We walk to keep fit, to chase away osteoporosis, to clear the brain for the day, to chatter about whatever comes to mind – books, families, community, gossip, even weather. We also, or maybe here I should say “I”, walk for the dogs. Patches and Cisco live to walk. You can tell it in the way they yelp when I grab the keys to the truck or my walking buddies arrive at the front door. It is a yelp of excitement: “You’re here! Yippee! Let’s go! Hurry up!” These are happy dogs.
I have never quite understood this level of excitement. It would make sense if the dogs were kept inside every day, but these dogs have their own dog door. They can come and go as they please. They can eat sheep poop in the orchard, chase chipmunks hiding in the raspberry bushes, surreptitiously herd sheep, run down the driveway to bark at passing cars on the gravel road – mostly all without being scolded. But, look like you might be going out for a walk and our dogs start to bounce around, underfoot, at the door, pleading and whining, “Me too; me too!”
When we walk in the woods, it is not like the “walkies” of that funny English lady on TV years ago. It’s the off-the-leash walks up the logging roads, some recently rocked to keep the trucks from sinking in the mud; others left unused and starting to cover with soft grasses and fallen pine needles. This day, we chose a logging road with more tender footing and no trucks. We call it the ‘Graveyard’ road because the locals have the bad habit of dumping fresh carcasses of game they have killed, either legally or illegally. There are bones everywhere. Archaeologists a thousand years from now will wonder if the 21st century residents of the Alsea Valley practiced ritual slaughter. To bring us sun? To bring us oil? To bring us closer to God? We call it the Graveyard road because it is peacefully quiet…and dead.

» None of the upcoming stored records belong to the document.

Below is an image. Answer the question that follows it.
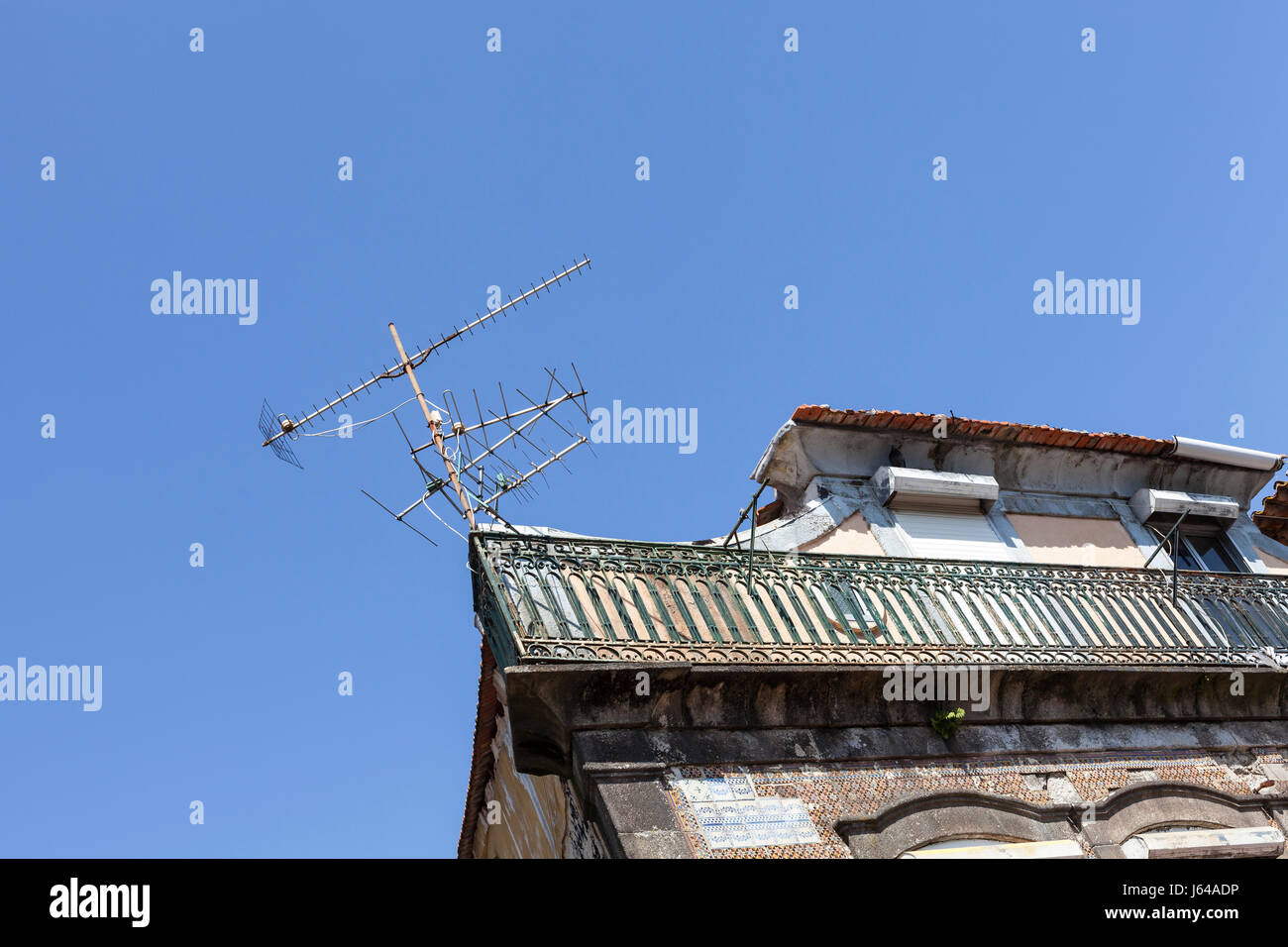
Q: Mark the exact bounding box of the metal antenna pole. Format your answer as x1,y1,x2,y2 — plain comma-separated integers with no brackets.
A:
389,322,474,530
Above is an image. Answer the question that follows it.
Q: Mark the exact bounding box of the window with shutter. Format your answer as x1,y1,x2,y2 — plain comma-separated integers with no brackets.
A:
894,509,1017,562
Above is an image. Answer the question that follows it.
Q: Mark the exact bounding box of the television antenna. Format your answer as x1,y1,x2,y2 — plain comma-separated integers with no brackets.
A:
259,257,602,545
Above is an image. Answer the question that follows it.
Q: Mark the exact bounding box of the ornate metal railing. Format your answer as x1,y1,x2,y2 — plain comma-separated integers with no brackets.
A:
471,532,1288,666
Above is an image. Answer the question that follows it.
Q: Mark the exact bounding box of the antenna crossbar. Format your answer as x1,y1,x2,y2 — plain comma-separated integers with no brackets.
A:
263,257,590,447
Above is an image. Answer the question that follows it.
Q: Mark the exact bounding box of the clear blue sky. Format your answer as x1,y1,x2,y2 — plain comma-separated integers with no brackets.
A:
0,3,1288,857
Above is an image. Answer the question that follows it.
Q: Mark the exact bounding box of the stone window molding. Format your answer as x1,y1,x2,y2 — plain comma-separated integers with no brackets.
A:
834,780,1288,858
1082,781,1288,858
836,791,1077,858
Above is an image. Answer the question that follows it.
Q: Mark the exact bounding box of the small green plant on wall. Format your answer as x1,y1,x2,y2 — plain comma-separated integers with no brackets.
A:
930,707,966,740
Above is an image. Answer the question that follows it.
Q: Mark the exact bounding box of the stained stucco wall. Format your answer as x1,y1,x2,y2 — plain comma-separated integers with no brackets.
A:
800,513,885,556
1006,513,1145,569
1257,549,1288,575
474,672,606,858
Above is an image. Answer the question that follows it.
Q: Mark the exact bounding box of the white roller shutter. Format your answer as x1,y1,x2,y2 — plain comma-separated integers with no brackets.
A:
894,510,1015,562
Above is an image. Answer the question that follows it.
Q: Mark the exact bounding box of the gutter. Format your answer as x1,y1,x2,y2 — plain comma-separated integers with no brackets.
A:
1172,434,1284,471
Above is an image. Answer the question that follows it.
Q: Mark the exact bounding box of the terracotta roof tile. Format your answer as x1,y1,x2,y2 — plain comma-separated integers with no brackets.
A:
793,404,1176,458
1252,480,1288,544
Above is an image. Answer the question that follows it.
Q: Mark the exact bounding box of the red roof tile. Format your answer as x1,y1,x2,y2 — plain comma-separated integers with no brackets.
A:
793,404,1176,458
1252,480,1288,544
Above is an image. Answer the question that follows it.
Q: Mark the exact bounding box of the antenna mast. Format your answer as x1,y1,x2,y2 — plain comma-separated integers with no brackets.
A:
259,257,590,545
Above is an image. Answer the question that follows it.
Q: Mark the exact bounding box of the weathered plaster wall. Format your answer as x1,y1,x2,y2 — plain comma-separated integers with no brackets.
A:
800,513,885,556
1006,513,1145,569
1257,550,1288,575
474,672,606,858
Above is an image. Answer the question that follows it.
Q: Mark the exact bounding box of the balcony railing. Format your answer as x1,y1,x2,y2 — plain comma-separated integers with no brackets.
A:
471,532,1288,668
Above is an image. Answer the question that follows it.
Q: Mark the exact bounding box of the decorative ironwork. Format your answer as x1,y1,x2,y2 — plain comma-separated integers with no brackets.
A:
471,532,1288,670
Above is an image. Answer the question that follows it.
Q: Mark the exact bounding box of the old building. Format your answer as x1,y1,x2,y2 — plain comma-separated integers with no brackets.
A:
460,406,1288,858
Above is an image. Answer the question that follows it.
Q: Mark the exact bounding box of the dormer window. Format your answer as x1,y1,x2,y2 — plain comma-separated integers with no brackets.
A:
1130,489,1248,573
872,467,1017,562
1164,526,1246,573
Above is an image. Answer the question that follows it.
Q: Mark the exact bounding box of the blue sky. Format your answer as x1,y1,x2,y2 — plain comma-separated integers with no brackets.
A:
0,3,1288,857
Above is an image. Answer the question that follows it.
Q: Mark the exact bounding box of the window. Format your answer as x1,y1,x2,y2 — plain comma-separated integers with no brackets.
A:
899,839,1087,858
1124,824,1284,858
1149,520,1248,573
1176,531,1244,573
894,504,1015,562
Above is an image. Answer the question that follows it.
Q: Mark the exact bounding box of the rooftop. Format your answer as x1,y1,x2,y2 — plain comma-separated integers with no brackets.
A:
471,531,1288,668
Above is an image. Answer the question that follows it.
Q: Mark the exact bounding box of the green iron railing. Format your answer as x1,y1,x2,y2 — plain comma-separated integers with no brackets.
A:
471,532,1288,666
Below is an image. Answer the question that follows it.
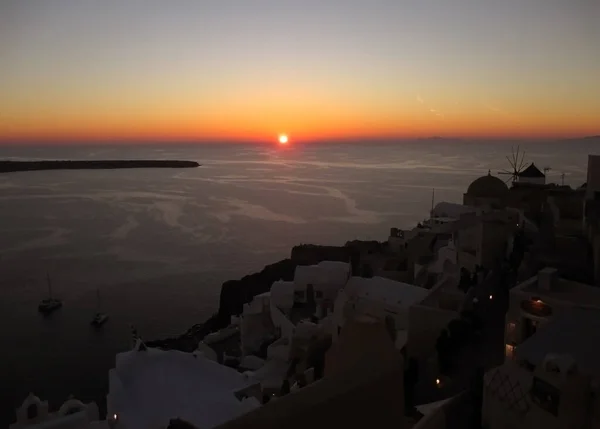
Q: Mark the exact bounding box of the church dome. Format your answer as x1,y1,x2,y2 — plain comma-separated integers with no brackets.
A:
467,173,508,198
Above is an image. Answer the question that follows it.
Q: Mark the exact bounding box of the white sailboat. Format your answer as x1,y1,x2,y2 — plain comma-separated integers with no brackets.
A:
91,289,108,328
38,273,62,314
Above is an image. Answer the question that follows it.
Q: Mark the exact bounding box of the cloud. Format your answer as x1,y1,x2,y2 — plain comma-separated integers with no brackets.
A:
417,94,446,119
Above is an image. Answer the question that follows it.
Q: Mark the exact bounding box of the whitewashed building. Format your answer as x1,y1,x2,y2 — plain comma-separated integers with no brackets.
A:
331,277,429,348
10,393,100,429
294,261,352,303
482,309,600,429
106,340,260,429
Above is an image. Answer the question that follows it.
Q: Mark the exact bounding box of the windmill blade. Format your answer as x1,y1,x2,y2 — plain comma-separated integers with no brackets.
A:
518,151,525,173
506,156,517,169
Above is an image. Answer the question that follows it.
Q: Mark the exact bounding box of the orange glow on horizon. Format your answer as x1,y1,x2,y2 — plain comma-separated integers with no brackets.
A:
0,91,600,142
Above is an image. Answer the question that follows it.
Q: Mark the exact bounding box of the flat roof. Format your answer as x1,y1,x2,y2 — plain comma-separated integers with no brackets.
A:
516,309,600,376
108,348,256,429
514,276,600,308
346,277,429,308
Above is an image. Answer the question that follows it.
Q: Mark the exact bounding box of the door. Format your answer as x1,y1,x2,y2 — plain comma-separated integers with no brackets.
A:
523,317,539,341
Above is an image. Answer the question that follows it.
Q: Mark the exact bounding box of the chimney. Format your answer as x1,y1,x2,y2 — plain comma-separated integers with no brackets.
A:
538,267,558,291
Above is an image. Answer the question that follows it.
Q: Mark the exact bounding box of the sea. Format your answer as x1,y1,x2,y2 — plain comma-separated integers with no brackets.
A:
0,140,600,427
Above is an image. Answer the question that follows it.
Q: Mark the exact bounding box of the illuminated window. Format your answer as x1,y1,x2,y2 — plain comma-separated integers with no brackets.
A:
505,344,517,359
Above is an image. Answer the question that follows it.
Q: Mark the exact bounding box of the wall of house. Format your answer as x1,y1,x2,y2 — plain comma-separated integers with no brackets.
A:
407,305,458,359
216,362,408,429
350,298,408,330
478,222,516,269
505,284,585,345
586,155,600,200
271,306,296,342
240,310,279,354
517,177,546,185
411,407,446,429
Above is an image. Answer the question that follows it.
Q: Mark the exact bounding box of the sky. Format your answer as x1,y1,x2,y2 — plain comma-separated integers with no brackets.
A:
0,0,600,141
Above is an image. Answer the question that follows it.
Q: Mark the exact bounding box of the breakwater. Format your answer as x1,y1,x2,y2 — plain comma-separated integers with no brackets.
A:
0,159,200,173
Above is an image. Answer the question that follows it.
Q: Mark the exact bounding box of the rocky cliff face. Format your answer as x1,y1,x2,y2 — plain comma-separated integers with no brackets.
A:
146,241,372,352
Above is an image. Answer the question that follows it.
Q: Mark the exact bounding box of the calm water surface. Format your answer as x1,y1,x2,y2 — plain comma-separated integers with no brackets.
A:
0,142,599,426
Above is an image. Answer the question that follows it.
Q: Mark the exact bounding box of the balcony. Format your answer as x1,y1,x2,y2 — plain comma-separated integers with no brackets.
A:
521,298,552,317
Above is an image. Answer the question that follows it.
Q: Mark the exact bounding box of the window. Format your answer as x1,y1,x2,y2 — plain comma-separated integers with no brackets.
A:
505,344,517,359
531,377,560,416
27,404,38,420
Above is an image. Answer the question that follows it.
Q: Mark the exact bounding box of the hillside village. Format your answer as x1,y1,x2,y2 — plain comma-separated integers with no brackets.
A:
11,155,600,429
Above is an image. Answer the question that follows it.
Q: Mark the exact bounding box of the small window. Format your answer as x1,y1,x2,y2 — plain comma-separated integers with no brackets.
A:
531,377,560,416
27,404,38,420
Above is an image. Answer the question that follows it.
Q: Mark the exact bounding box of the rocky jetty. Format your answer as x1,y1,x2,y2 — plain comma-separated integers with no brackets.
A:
0,159,200,173
146,240,382,352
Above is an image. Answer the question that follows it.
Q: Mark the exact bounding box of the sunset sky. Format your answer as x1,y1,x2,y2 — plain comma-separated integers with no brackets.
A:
0,0,600,141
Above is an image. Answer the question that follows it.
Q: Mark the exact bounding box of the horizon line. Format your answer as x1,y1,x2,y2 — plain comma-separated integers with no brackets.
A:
0,133,600,146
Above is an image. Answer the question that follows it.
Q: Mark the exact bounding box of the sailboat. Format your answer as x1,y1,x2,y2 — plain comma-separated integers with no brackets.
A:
38,274,62,314
90,289,108,328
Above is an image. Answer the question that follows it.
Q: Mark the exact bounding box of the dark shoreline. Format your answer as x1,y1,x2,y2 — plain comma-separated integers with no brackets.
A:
145,240,370,353
0,160,200,173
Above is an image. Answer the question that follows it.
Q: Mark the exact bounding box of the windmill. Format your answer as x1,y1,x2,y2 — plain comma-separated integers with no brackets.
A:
498,146,525,183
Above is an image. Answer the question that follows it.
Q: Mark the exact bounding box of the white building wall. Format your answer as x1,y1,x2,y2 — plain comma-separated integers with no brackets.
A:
586,155,600,200
271,306,296,342
271,280,294,311
517,177,546,185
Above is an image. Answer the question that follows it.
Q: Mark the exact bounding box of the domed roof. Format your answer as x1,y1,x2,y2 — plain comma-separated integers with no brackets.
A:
467,172,508,198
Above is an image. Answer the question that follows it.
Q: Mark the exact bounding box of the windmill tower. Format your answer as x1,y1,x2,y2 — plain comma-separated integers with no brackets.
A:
498,146,525,183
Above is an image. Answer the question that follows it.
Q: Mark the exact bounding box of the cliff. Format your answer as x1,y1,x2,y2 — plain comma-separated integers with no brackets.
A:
0,160,200,173
146,240,381,352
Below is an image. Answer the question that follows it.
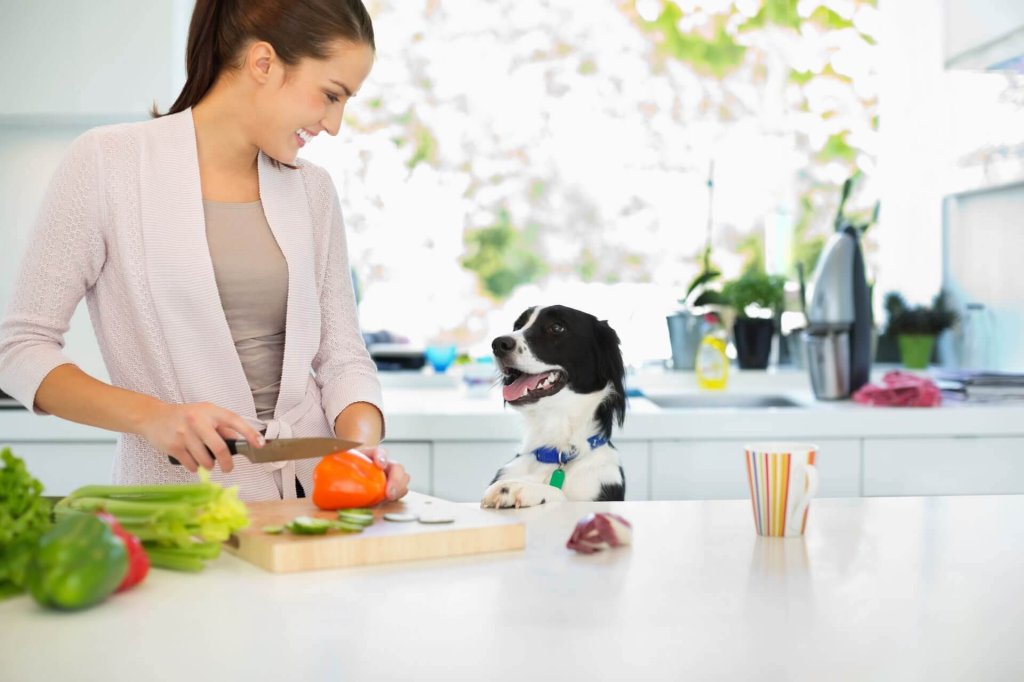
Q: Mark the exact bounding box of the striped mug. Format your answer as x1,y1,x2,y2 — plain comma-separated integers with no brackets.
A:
743,442,818,538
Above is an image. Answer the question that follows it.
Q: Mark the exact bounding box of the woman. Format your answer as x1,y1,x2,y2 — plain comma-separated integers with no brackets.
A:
0,0,409,500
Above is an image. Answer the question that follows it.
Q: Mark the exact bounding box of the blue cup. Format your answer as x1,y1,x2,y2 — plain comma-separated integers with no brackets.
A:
427,343,456,374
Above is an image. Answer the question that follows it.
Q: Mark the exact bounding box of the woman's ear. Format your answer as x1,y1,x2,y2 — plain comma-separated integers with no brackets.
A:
245,40,279,84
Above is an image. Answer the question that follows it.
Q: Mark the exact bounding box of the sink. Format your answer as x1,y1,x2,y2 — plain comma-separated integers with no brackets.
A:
645,393,804,410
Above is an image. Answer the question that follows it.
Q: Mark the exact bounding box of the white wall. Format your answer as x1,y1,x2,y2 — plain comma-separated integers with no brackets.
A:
937,0,1024,59
872,0,947,302
0,0,193,122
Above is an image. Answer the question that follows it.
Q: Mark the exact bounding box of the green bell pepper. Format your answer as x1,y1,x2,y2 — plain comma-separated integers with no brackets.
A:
29,514,128,609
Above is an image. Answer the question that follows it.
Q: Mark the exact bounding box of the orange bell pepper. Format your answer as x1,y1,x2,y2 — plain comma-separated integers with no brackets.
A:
313,451,387,510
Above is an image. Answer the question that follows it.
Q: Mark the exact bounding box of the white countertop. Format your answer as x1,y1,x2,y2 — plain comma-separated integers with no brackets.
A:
0,496,1024,682
0,369,1024,442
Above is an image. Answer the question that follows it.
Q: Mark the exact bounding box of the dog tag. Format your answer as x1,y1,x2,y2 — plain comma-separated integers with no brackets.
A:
548,469,565,488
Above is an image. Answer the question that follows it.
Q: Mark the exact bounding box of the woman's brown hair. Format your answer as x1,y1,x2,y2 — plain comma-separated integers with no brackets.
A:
151,0,376,118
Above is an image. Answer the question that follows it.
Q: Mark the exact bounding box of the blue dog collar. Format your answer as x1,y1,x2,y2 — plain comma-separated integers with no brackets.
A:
534,435,608,465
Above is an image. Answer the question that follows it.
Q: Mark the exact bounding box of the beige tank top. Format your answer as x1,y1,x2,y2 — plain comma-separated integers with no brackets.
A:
203,200,288,420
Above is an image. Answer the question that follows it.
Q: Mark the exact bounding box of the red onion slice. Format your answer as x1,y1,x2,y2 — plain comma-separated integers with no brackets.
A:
565,512,633,554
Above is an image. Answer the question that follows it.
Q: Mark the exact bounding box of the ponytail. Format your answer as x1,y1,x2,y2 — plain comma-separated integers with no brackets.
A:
150,0,227,119
150,0,375,119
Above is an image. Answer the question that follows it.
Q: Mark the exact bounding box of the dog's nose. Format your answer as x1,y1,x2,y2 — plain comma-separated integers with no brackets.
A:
490,336,515,356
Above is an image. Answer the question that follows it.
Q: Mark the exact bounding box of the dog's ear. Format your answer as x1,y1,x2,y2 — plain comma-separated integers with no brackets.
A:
594,319,626,438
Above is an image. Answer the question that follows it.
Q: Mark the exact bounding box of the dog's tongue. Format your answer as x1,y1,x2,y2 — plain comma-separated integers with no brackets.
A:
502,372,548,402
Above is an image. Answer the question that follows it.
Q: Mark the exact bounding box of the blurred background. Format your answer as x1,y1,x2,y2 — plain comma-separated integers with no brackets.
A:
0,0,1024,378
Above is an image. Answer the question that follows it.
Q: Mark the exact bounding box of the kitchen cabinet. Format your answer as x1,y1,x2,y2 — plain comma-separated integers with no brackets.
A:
863,436,1024,497
0,0,194,119
382,440,433,495
650,439,860,500
431,440,519,502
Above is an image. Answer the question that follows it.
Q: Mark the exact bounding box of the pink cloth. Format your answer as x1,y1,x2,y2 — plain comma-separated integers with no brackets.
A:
853,371,942,408
0,110,381,500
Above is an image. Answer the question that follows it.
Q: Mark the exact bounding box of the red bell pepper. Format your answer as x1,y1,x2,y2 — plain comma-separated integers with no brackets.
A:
313,451,387,510
96,512,150,592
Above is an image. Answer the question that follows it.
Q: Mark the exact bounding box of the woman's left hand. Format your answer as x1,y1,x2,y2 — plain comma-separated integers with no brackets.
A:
359,446,409,501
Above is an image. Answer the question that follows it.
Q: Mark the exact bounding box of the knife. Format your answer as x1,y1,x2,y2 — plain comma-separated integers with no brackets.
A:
167,438,362,466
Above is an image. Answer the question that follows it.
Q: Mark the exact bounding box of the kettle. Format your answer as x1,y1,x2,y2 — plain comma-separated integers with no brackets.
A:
804,225,873,400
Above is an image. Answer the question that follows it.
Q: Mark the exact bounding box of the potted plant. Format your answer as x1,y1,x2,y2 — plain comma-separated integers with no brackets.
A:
722,270,785,370
885,291,957,370
666,162,725,370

Not so peaceful. One of my dogs was shrieking. Shrieking in pain or fear. Whatever it was, he kept screaming and screaming. I couldn’t see him, but I started to run into the dark, dank woods. Off the road. Towards the terrible noise. My first thought was the dog had had an encounter with a porcupine. I saw him in the gloom, at the base of a large snag. Why wasn’t he running back to me? Did something have a hold of his face? My mind raced next to thoughts of a badger or a raccoon, jaws holding him tight. But his face turned toward me from time to time as he screamed. His paw was caught. In a hole? Under a root? Cisco is such a baby about his feet and anything touching them. I crouched beside him throwing off my gloves and reaching for his paw. It was only then I realized Cisco was caught in the vise-grip of a leg-hold trap, baited with the very bones that named our road.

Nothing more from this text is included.